For the first time, the Chinese have become the biggest foreign buyers of apartments in Manhattan, real estate brokers estimate, taking the mantle from the Russians — whose activity has dropped off since the unrest in Ukraine and the imposition of sanctions by the United States.
This comes as wealthy Chinese are pouring money into real estate in New York and some other major cities around the world, including London and Sydney, as they seek safe havens for their cash and also establish a base for their children to get an education in the West.

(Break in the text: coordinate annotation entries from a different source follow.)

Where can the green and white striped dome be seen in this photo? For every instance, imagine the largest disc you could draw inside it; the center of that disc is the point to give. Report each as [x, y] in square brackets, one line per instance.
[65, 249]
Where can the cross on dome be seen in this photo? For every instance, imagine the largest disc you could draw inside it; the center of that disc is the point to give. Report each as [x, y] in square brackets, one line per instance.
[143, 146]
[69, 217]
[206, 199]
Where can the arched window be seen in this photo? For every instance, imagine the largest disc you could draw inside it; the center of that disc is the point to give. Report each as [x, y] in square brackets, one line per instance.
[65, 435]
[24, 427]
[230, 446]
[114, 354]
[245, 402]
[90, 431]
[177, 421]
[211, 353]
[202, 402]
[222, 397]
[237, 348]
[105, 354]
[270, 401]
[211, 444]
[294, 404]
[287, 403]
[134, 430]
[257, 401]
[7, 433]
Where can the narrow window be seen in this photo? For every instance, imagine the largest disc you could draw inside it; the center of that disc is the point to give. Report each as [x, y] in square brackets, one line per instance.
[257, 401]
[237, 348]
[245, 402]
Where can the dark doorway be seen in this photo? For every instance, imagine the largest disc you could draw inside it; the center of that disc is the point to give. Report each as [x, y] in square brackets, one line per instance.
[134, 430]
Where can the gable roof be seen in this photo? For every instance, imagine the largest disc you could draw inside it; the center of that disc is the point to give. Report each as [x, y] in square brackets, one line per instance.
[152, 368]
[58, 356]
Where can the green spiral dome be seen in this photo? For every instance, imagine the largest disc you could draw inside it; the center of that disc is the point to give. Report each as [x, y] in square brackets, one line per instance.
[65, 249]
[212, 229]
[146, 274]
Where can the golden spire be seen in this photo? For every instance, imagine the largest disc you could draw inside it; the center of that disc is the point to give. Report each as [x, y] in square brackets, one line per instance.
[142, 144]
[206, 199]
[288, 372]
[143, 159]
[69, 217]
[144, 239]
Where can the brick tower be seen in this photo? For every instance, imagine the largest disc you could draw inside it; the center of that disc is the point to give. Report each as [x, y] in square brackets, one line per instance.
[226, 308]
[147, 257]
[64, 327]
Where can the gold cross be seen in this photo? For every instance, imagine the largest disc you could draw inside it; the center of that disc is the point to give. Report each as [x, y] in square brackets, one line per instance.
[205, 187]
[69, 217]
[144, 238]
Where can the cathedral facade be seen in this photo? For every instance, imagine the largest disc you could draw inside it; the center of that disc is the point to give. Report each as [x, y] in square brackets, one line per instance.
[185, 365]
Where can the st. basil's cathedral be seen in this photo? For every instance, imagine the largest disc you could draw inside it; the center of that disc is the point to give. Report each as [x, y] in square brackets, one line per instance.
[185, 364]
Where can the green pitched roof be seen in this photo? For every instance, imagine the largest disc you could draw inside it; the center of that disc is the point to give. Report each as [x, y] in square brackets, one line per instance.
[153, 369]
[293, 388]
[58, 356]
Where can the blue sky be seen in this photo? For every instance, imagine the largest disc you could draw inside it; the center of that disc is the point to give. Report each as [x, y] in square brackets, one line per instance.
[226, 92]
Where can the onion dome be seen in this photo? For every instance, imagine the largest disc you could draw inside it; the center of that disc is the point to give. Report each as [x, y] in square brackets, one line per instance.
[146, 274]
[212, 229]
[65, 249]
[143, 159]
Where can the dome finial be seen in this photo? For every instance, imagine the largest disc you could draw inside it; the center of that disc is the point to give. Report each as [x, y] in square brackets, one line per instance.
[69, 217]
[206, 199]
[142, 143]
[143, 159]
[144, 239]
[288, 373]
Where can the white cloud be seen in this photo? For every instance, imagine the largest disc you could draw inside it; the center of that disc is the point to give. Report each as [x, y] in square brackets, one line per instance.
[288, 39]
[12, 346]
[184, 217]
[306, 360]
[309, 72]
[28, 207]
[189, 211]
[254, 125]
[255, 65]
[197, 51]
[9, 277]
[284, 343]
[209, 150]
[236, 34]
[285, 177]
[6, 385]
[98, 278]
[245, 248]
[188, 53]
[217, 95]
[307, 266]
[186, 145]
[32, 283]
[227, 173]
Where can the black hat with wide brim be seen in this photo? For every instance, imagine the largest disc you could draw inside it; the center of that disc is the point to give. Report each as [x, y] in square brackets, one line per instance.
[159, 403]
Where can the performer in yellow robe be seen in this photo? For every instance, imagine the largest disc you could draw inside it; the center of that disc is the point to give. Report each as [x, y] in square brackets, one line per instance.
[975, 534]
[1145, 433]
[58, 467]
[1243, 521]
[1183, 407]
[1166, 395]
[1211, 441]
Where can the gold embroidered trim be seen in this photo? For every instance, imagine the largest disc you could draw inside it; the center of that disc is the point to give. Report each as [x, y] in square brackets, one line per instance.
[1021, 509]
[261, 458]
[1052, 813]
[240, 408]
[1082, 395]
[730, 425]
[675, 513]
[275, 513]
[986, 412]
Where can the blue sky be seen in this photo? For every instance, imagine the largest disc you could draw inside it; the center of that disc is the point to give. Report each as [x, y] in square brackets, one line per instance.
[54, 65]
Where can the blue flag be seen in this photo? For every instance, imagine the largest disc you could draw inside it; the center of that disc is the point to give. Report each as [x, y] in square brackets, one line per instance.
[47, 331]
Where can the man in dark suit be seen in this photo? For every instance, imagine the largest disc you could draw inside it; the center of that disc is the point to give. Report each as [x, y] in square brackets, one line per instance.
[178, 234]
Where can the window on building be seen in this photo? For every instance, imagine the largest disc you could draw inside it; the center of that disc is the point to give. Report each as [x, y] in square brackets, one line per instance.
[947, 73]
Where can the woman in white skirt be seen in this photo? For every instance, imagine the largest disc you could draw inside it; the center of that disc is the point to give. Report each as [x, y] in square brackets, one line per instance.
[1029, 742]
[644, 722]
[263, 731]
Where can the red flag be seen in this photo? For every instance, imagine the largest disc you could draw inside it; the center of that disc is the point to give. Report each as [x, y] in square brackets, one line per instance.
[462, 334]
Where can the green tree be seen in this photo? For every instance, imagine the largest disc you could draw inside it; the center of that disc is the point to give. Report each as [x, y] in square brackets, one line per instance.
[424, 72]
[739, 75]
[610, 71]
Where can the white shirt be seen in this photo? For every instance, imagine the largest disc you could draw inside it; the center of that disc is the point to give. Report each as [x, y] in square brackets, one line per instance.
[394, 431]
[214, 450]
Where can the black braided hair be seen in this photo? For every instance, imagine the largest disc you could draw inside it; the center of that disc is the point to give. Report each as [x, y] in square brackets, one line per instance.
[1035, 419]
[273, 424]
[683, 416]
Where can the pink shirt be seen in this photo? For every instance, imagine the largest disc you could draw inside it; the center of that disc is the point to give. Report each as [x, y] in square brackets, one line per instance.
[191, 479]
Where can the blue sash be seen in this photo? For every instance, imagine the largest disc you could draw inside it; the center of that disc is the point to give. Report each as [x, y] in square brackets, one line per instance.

After the U.S. housing bust in 2007-2010, home prices fell to levels that made them appealingly low by comparison with many other parts of the world. Chinese buyers are switching from markets like Shanghai, Hong Kong and Singapore amid fears that prices have soared to frothy levels. Luxury apartments cost between $4,100 and $5,000 per square foot in Hong Kong, while in Manhattan they cost half that, ranging from about $2,100 to $2,500. London is also cheaper, at $3,300 to $4,100 per square foot.
The brokers say that many Chinese buyers are also investing abroad so they can own property near major educational institutions. Some are buying homes near top colleges — even though their children are so little they can’t walk yet. More than 80 percent of wealthy Chinese want to send their children overseas to school, according to the Hurun Report, a Shanghai publication.
“They’re looking for trophy properties,” said Broker Shawn Elliott. “They’re looking for their children to be comfortable, and to be near Columbia or New York University.”
In Manhattan, some locals are also starting to grumble, brokers say, about the new “China Price,” a phenomenon that can see Chinese buyers sweep in and outbid other buyers, often with all-cash offers.
In Manhattan, it wasn’t long ago that Russian oligarchs dominated the gilded world of real estate, gobbling up status-heavy marquee properties, such as an $88 million Robert A.M. Stern-designed penthouse and a $75 million mansion with a ballroom and a rooftop aerie.
Now, brokers say, Russian buyers have become scarce largely because of fears that the struggle over Ukraine will worsen leading to increasingly tough U.S. sanctions on politically-connected and wealthy Russians.
“They’re gone, they’re gone,” said Sotheby’s International broker Nikki Field, “They’ve been gone since the Crimean outbreak.”